La commune de Shanghai de Hongsheng Jiang [1] est un livre surprenant, un mauvais livre, qui mérite notre attention.

Surprenant, parce qu’il donne la parole à un auteur des courants néo-maoïstes qui s’expriment en Chine, dans les marges tolérées de la nomenklatura du Parti et de la bourgeoisie rouge, et qui, sous couvert du culte de Mao – condition même de cette tolérance –, revendiquent l’héritage de la période maoïste, défendent un retour au modèle capitaliste d’État et réhabilitent la « Grande révolution culturelle » (GRC) de 1966-1967 [2]. Jiang n’hésite
pas à écrire que, pendant la GRC, « la démocratie fit de grands progrès parmi les travailleurs » et affirme qu’on a « exagéré les violences et les massacres ». Il présente les grands chefs – la « bande des Quatre » – comme des « grands héros
du prolétariat ». Surprenant enfin, car l’ouvrage nous arrive sous le label d’une
maison d’éditions, La Fabrique, qui nous avait accoutumés à plus d’intelligence.

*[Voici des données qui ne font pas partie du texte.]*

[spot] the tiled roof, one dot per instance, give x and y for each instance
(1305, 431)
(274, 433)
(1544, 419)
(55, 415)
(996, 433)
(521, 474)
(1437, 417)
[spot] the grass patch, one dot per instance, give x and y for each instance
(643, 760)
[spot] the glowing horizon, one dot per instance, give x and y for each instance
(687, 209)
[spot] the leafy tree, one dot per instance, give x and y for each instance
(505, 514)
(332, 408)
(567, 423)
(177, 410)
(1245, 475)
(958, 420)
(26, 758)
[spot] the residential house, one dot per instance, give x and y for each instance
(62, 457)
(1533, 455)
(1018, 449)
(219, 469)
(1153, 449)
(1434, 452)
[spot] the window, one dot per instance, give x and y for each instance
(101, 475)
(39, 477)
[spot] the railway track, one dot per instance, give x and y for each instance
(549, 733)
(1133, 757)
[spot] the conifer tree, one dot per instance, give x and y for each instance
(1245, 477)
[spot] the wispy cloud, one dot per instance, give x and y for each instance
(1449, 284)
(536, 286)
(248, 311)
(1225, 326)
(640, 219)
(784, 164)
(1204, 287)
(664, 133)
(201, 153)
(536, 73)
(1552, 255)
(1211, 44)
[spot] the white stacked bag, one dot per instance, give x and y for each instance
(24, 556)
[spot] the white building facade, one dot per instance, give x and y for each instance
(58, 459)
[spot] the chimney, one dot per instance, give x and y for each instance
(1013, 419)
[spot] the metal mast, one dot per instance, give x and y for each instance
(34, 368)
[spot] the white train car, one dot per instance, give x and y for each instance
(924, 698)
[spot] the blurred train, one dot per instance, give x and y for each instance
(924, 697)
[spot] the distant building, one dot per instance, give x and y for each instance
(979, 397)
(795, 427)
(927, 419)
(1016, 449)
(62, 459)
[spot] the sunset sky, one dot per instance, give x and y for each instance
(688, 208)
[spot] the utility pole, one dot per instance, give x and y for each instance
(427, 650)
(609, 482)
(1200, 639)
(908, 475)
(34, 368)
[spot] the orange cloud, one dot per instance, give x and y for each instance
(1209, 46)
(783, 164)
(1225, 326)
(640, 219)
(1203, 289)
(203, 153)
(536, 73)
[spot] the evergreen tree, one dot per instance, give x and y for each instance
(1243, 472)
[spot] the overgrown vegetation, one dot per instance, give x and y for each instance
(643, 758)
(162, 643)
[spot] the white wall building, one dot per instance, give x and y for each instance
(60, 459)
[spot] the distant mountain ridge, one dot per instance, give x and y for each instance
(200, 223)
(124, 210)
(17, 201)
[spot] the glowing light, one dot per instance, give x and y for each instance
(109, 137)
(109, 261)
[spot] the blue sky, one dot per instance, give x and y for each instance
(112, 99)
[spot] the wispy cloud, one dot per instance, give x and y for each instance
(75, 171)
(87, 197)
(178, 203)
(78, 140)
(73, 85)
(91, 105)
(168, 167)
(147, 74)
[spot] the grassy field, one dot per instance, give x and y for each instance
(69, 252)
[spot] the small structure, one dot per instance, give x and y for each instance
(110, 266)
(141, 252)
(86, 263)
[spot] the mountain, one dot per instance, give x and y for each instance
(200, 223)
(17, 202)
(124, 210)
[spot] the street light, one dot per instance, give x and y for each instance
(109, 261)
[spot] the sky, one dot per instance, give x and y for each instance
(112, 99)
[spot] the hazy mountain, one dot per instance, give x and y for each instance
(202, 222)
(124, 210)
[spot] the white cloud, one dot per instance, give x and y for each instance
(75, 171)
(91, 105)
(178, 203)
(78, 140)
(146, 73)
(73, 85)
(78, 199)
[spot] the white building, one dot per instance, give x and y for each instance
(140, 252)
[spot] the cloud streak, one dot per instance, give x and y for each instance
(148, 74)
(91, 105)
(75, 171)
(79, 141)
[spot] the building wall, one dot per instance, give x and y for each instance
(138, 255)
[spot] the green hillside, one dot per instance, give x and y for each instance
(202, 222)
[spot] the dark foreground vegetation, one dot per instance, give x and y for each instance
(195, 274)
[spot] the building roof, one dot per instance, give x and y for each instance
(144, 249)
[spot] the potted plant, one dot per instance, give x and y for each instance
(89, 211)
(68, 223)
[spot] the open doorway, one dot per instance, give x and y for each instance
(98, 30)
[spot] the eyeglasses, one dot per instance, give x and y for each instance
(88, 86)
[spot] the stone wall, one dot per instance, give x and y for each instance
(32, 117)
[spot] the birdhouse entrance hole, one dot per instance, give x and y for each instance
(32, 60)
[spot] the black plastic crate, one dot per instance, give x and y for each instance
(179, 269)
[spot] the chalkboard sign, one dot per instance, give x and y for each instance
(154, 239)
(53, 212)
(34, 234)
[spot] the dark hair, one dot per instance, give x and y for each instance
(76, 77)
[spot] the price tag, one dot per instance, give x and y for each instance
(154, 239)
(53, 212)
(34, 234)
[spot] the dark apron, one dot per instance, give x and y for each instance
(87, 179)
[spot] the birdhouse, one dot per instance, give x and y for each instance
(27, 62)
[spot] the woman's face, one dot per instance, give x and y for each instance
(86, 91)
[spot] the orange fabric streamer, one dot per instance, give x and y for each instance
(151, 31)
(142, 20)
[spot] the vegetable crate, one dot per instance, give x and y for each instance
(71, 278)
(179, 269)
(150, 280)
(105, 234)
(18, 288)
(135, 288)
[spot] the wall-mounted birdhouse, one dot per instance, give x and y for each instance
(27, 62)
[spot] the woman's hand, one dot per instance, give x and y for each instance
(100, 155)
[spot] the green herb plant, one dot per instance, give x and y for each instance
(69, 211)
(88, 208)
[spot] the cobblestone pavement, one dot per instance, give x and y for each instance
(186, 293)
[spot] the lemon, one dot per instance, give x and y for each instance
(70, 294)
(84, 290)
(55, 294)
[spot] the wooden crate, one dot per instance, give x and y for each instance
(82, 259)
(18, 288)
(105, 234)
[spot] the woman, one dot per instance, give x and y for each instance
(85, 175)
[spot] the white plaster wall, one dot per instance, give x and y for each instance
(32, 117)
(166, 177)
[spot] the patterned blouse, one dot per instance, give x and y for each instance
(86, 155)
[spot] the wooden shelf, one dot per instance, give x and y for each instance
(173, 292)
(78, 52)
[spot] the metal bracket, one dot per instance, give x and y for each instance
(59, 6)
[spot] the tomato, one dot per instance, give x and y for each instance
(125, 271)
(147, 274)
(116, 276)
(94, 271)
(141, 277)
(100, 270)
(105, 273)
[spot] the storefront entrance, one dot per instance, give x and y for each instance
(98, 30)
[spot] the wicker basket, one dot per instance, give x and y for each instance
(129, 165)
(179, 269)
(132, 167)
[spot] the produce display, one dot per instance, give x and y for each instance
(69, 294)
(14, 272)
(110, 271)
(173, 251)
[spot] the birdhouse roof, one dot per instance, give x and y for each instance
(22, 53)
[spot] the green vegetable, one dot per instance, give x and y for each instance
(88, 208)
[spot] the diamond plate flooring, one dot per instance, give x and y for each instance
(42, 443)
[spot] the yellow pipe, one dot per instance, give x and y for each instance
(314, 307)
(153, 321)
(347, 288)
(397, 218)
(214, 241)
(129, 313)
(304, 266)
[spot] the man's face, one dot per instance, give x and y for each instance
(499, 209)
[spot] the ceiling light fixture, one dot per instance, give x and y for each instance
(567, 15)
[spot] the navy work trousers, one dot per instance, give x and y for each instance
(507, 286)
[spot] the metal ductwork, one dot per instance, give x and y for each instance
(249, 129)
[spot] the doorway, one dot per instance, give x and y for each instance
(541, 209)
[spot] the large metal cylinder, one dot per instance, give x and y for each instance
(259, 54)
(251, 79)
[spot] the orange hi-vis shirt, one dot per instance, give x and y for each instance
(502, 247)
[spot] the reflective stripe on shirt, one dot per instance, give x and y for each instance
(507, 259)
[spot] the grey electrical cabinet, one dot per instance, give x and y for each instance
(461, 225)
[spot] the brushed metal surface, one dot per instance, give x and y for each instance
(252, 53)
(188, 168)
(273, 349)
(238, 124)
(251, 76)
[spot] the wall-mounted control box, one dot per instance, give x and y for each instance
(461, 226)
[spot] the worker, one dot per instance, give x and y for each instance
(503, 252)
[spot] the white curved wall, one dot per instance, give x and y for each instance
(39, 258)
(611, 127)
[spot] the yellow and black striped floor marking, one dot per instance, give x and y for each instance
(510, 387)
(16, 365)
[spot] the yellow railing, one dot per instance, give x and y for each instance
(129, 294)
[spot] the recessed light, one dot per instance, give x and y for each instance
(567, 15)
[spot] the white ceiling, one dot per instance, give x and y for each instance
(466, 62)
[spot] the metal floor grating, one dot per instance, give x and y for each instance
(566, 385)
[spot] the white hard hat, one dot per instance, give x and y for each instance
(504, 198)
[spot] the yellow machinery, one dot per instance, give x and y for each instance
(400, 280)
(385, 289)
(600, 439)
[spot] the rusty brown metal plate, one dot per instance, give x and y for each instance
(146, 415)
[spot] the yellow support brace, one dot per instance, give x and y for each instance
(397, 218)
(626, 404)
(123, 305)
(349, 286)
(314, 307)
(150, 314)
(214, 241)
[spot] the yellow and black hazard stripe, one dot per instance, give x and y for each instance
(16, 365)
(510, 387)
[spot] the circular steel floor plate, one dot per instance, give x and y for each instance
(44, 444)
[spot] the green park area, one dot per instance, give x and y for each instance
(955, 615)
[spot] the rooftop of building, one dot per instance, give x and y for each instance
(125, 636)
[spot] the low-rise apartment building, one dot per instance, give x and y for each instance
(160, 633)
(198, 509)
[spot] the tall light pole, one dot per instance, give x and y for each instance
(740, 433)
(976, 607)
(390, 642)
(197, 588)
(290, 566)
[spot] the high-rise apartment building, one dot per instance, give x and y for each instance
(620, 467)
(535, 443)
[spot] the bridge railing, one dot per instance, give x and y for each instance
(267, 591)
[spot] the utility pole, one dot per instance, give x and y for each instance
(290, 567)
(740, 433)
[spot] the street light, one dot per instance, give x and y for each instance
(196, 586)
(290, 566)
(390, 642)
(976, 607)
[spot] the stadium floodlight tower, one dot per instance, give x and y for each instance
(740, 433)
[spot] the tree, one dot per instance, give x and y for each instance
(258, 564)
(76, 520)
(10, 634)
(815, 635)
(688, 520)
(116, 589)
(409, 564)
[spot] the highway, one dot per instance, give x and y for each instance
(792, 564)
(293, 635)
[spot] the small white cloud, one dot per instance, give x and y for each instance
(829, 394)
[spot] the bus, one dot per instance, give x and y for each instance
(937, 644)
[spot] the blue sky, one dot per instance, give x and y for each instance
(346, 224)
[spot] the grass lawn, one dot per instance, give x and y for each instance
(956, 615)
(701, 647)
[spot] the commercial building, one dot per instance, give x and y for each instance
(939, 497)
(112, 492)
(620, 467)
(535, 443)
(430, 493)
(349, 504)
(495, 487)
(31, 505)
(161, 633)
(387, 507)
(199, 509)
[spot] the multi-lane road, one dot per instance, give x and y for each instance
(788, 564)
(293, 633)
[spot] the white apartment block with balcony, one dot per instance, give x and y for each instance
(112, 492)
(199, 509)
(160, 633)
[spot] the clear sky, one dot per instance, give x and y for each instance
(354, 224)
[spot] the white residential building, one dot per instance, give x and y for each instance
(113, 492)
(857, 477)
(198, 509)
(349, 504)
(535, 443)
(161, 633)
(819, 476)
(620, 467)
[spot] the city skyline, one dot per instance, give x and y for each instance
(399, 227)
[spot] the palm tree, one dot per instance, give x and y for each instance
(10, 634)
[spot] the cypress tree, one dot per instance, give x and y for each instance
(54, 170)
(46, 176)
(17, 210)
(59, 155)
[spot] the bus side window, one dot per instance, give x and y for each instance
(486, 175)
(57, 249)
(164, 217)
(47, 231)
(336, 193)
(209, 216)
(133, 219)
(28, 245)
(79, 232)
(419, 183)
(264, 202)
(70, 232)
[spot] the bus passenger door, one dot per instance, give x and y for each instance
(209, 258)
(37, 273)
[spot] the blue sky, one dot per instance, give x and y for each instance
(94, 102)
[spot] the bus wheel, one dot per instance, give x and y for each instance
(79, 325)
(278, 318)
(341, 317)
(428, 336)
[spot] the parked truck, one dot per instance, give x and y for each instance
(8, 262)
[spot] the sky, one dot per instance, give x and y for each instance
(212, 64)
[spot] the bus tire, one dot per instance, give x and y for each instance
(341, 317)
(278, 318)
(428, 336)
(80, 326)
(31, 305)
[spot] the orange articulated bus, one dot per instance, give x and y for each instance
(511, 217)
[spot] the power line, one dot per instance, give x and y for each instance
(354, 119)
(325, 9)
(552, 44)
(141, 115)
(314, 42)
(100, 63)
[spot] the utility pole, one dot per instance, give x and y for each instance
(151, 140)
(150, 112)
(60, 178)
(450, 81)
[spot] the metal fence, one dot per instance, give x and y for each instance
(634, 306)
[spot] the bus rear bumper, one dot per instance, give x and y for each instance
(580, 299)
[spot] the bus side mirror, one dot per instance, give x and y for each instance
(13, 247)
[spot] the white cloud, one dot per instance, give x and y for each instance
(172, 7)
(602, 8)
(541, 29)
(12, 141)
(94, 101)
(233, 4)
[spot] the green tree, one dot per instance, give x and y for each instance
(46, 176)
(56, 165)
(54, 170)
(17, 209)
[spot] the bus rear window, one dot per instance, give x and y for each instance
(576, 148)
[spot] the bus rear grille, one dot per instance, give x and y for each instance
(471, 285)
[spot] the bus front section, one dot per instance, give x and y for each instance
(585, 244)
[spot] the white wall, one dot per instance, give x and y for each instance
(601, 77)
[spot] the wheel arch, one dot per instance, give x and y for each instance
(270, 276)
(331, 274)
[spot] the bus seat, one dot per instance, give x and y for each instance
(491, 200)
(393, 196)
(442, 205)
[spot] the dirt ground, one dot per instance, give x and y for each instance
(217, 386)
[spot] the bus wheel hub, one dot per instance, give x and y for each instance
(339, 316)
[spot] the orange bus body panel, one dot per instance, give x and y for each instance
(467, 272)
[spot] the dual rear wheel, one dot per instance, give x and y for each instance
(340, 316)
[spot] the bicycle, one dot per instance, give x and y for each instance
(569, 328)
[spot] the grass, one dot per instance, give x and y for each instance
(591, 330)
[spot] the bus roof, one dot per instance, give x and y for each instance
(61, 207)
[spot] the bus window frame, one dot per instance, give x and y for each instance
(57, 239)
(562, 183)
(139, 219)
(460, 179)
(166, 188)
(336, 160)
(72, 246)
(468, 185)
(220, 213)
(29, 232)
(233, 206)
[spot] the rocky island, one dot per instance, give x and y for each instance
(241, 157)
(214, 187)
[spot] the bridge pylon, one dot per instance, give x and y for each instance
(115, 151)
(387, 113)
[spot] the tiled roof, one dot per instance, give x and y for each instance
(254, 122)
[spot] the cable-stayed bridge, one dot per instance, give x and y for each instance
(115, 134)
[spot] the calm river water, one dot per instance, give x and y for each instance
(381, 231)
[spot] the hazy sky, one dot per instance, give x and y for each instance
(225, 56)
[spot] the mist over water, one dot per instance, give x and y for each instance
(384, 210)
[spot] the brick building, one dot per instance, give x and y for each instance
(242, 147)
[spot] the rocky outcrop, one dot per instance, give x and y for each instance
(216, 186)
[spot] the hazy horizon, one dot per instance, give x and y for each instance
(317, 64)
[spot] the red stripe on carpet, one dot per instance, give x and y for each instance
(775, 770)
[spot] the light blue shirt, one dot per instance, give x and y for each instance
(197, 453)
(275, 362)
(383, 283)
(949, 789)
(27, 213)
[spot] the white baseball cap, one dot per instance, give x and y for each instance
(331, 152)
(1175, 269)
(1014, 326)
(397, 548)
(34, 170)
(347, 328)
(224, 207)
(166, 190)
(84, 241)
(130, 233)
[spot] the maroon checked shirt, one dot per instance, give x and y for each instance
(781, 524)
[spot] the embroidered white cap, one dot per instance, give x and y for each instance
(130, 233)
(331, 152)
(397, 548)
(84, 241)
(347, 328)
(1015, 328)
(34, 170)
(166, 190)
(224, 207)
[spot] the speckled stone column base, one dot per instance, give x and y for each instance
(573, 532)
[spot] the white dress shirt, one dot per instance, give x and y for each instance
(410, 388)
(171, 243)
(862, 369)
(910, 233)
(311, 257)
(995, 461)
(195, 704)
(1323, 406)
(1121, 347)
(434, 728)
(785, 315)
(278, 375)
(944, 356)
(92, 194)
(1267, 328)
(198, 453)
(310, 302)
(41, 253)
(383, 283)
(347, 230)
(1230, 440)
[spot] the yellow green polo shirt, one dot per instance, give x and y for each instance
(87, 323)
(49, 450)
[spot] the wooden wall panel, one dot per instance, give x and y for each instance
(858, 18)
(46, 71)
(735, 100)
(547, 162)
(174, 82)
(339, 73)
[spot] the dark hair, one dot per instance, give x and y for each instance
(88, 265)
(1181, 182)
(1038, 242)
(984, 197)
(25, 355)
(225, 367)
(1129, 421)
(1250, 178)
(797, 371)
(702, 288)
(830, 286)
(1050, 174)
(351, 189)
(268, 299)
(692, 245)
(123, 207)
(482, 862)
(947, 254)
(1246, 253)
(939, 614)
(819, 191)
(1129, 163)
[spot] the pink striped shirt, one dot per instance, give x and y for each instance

Mauvais, parce que c’est un ouvrage indigeste, qui manque de clarté, incapable de fournir au lecteur les outils pour une vision d’ensemble de la GRC. Mauvais aussi, parce que le propos de ce professeur à l’université de Pékin est essentiellement fondé sur la parole de ceux qui avaient alors le pouvoir  : textes, proclamations, témoignages des chefs de la GRC à Shanghai, écrits dans un lourd jargon idéologique.

Cela étant, le livre traite d’un événement important  : deux ans d’intenses luttes politiques au sein du régime staliniste chinois, la mobilisation de masse des étudiants et des travailleurs, ses limites, ses débordements, ses répercussions sociales et son aboutissement sanglant.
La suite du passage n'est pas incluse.